Analysts polled by Thomson Reuters expect retail giant Wal-Mart to post another quarter of stronger earnings. Same-store sales in the company's key U.S. stores have improved in the prior three quarters. However, Wal-Mart's recent gains come as its core lower-income customers are grappling with high gasoline prices and a still-soft jobs market that have moved many consumers to keep a tight watch on spending.
In the teen retail space, Abercrombie, normally an edgy bellwether for the group, earlier this month projected very soft second-quarter and full-year earnings, while smaller rival Aeropostale lowered its guidance for the quarter. Both companies were hurt by fashion misses, and inventory backup and slow sales led to heavy discounting at Abercombie.
Hi-Crush Partners to Begin Trading in the Week Ahead
Monocrystalline sand producer Hi-Crush Partners LP is expected to go public in the week ahead, with units scheduled to price Wednesday.
The company has said it expects to offer 11.3 million common units between $19 and $21 each in its IPO, which was first filed in July.
Hi-Crush's reserves consist of sand primarily from Wisconsin--where it is based--and other parts of the upper Midwest U.S. region. It said the demand for its sand, which is used as a "proppant" to enhance recovery rates of hydrocarbons, increased at an annual rate of 28% from 2006 to 2011.
The company plans to list its units on the New York Stock Exchange under the symbol HCLP.
Economy in the Week Ahead
A full calendar next week will cover U.S. reports on home-building, shopping, manufacturing, inflation and consumer sentiment. The most important of these are likely to be reports that give early glimpses at August activity.
Markets will examine factory reports from two regional Federal Reserve district banks on Wednesday and Thursday for timely readings of the economy. Because the surveys are done by various Fed banks to cover the concurrent month, financial markets pay attention to them for a timely read on the economy.
Economic Reports to Watch in the Week Ahead
• On Wednesday, the New York Fed will release its Empire State Survey. The median forecast of economists surveyed by Dow Jones Newswires is that the top-line business conditions index will weaken to 6.0 this month from 7.39 in July.
• Economists expect some improvement in the Philadelphia Fed manufacturing survey, scheduled for Thursday, but the expected reading will still indicate a sector in recession. The general business activity index is projected to rise to -4.5 this month, which would be the fourth consecutive reading below 0, indicating the area factories are contracting.
• A look at August housing conditions will be reported Wednesday with the release of the National Association of Home Builders' housing-market index. The July index jumped six points to 35, the best reading since March 2007. Economists expect some giveback in August, with an expected index of 34.

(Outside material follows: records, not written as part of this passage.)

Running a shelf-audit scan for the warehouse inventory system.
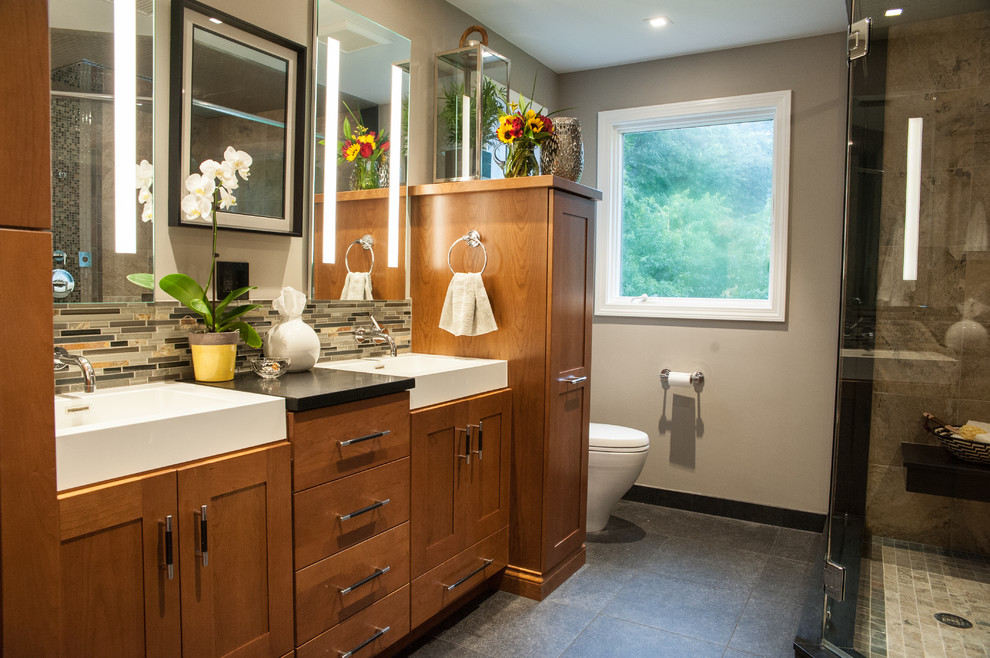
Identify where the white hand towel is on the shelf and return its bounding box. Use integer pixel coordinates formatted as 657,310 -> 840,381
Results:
440,272 -> 498,336
340,272 -> 374,300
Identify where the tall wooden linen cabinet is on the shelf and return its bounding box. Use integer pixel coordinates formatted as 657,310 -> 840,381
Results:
409,176 -> 601,600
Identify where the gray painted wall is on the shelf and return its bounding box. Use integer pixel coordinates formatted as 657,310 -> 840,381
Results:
560,34 -> 846,513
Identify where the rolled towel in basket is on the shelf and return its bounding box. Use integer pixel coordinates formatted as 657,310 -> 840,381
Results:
440,272 -> 498,336
340,272 -> 374,300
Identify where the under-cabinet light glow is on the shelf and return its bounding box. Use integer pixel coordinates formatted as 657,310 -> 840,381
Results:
323,37 -> 340,264
903,117 -> 925,281
113,0 -> 138,254
388,64 -> 403,267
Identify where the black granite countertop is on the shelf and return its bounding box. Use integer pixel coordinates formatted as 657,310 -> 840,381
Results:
196,368 -> 416,411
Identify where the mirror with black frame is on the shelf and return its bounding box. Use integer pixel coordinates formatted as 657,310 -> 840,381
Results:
311,0 -> 411,300
48,0 -> 155,303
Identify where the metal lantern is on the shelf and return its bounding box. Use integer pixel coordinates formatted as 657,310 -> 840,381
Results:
433,25 -> 509,182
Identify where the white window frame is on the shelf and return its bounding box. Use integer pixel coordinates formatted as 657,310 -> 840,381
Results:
595,90 -> 791,322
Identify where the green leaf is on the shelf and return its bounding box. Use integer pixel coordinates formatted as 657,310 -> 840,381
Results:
127,272 -> 155,290
227,321 -> 261,347
158,274 -> 215,331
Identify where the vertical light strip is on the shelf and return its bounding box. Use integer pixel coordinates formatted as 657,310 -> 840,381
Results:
113,0 -> 138,254
461,96 -> 471,178
388,65 -> 404,267
903,117 -> 925,281
323,37 -> 340,264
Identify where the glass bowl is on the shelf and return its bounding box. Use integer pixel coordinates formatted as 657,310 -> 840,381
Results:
251,356 -> 290,379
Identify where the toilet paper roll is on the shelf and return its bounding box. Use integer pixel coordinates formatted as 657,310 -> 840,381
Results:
667,372 -> 694,386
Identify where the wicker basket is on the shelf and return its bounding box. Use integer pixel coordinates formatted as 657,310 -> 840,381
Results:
924,413 -> 990,464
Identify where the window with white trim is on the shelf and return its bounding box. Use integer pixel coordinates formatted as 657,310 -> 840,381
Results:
595,91 -> 791,322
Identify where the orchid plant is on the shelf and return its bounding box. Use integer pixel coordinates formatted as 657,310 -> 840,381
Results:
158,146 -> 261,347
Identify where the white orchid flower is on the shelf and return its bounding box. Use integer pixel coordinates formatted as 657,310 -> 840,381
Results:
223,146 -> 254,180
182,191 -> 213,221
220,187 -> 237,210
183,172 -> 219,197
215,161 -> 237,190
136,160 -> 155,190
199,160 -> 220,178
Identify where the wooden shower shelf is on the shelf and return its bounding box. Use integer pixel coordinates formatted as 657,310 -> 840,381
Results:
901,442 -> 990,502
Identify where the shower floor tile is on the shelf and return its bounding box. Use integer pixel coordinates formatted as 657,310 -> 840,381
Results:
855,537 -> 990,658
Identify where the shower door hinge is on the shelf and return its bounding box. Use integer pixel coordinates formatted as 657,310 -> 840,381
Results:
822,558 -> 846,603
846,18 -> 873,62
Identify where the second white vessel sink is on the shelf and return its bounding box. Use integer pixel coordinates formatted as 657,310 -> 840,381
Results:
55,382 -> 286,491
316,352 -> 509,409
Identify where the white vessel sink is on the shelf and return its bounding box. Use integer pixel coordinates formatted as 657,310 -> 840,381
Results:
316,352 -> 509,409
55,382 -> 286,491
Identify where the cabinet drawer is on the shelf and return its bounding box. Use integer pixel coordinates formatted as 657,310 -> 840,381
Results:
293,457 -> 409,569
296,585 -> 409,658
289,393 -> 409,491
411,527 -> 509,628
296,523 -> 409,642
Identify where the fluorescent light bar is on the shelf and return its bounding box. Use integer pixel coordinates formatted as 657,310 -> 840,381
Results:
323,37 -> 340,264
388,64 -> 403,267
113,0 -> 138,254
461,96 -> 471,178
903,117 -> 925,281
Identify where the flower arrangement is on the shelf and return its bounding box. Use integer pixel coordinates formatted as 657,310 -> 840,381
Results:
337,103 -> 389,190
496,96 -> 553,178
158,146 -> 261,347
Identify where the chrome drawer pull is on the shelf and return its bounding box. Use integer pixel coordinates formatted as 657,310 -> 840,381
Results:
337,498 -> 392,521
447,560 -> 494,592
337,430 -> 392,448
337,626 -> 392,658
337,566 -> 392,594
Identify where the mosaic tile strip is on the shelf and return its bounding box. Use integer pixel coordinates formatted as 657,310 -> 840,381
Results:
53,300 -> 412,393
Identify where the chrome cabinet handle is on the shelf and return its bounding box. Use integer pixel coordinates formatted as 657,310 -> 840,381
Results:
446,559 -> 494,592
337,565 -> 392,594
337,498 -> 392,521
337,430 -> 392,448
472,420 -> 485,461
337,626 -> 392,658
161,514 -> 175,580
196,505 -> 210,567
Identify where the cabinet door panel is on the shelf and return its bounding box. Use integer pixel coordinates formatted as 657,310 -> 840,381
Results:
59,471 -> 181,656
178,444 -> 292,656
410,403 -> 470,577
462,391 -> 512,544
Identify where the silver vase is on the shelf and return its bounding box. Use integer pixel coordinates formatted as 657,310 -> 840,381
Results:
540,117 -> 584,183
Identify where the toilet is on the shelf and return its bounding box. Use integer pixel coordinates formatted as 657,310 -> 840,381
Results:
587,423 -> 650,532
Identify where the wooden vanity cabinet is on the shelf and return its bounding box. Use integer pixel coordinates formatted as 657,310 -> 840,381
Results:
59,443 -> 292,657
411,389 -> 512,627
410,176 -> 601,599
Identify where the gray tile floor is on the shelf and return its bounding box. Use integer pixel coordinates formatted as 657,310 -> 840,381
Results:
407,500 -> 820,658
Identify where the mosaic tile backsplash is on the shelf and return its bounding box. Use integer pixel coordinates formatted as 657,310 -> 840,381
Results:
53,300 -> 412,393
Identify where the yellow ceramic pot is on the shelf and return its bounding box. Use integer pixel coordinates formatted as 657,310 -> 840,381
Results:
189,331 -> 240,382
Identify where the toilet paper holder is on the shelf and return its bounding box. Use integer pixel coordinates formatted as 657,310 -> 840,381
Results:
660,368 -> 705,388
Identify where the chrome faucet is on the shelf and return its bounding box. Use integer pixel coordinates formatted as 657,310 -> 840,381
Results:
354,315 -> 395,356
54,346 -> 96,393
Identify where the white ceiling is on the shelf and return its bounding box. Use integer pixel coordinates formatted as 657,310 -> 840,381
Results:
447,0 -> 846,73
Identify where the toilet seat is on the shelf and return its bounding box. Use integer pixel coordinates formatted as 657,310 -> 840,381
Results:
588,423 -> 650,452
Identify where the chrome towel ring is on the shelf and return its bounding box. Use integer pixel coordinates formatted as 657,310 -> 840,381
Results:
447,229 -> 488,274
344,235 -> 375,274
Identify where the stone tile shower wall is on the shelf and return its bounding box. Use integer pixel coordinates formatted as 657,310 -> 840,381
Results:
866,12 -> 990,554
54,300 -> 412,393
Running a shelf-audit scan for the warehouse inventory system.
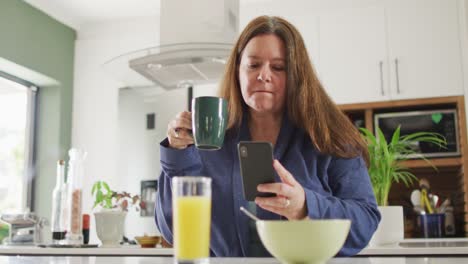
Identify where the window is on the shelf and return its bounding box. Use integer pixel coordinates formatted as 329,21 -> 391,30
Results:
0,72 -> 38,213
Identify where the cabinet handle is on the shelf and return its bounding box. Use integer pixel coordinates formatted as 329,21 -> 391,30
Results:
395,58 -> 400,94
379,61 -> 385,95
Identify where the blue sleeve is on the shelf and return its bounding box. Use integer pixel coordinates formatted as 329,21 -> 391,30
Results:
305,158 -> 380,256
155,139 -> 202,244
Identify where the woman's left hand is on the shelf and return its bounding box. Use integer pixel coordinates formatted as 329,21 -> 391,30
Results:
255,160 -> 307,220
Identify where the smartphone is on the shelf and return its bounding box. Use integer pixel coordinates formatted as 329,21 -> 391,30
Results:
237,141 -> 275,201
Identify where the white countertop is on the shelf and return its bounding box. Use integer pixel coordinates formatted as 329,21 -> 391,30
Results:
0,256 -> 468,264
359,238 -> 468,256
0,238 -> 468,256
0,246 -> 173,256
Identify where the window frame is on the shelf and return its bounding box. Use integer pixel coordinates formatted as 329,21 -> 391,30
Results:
0,71 -> 40,212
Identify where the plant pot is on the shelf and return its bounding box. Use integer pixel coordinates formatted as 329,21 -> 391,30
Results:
94,211 -> 127,247
369,206 -> 405,247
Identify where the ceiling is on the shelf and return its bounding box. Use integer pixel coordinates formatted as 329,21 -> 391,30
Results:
24,0 -> 160,30
23,0 -> 271,30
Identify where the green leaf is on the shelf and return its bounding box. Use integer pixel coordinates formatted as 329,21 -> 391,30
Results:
431,113 -> 442,124
102,181 -> 112,192
359,126 -> 447,205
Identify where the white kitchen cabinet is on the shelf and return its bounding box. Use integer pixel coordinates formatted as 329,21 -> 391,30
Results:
317,7 -> 388,104
386,0 -> 463,99
318,0 -> 463,104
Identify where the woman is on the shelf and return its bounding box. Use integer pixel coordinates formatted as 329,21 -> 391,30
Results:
156,16 -> 380,257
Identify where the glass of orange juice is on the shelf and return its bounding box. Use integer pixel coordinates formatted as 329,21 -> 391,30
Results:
172,176 -> 211,264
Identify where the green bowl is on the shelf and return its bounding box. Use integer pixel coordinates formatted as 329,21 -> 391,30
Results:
256,219 -> 351,264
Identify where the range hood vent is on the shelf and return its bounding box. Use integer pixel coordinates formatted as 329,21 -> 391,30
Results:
105,0 -> 239,90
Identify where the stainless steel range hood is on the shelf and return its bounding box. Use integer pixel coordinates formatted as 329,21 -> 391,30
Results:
105,0 -> 239,90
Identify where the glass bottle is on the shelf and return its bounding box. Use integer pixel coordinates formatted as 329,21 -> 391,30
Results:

• A first look at consumer sentiment will be reported Friday with the consumer-sentiment index for early August. The index is expected to stand at 72.2, little changed from an end-July reading of 72.3.
• The two major July reports on inflation are also on tap in the week ahead, but neither is expected to show a flare-up in price pressures.
• The median forecast for the producer-price index calls for a 0.3% gain in the July top-line index and a 0.2% rise in the core index that excludes food and energy.
• The consumer-price index, out Wednesday, is expected to show a 0.2% gain in both the top-line and core indexes.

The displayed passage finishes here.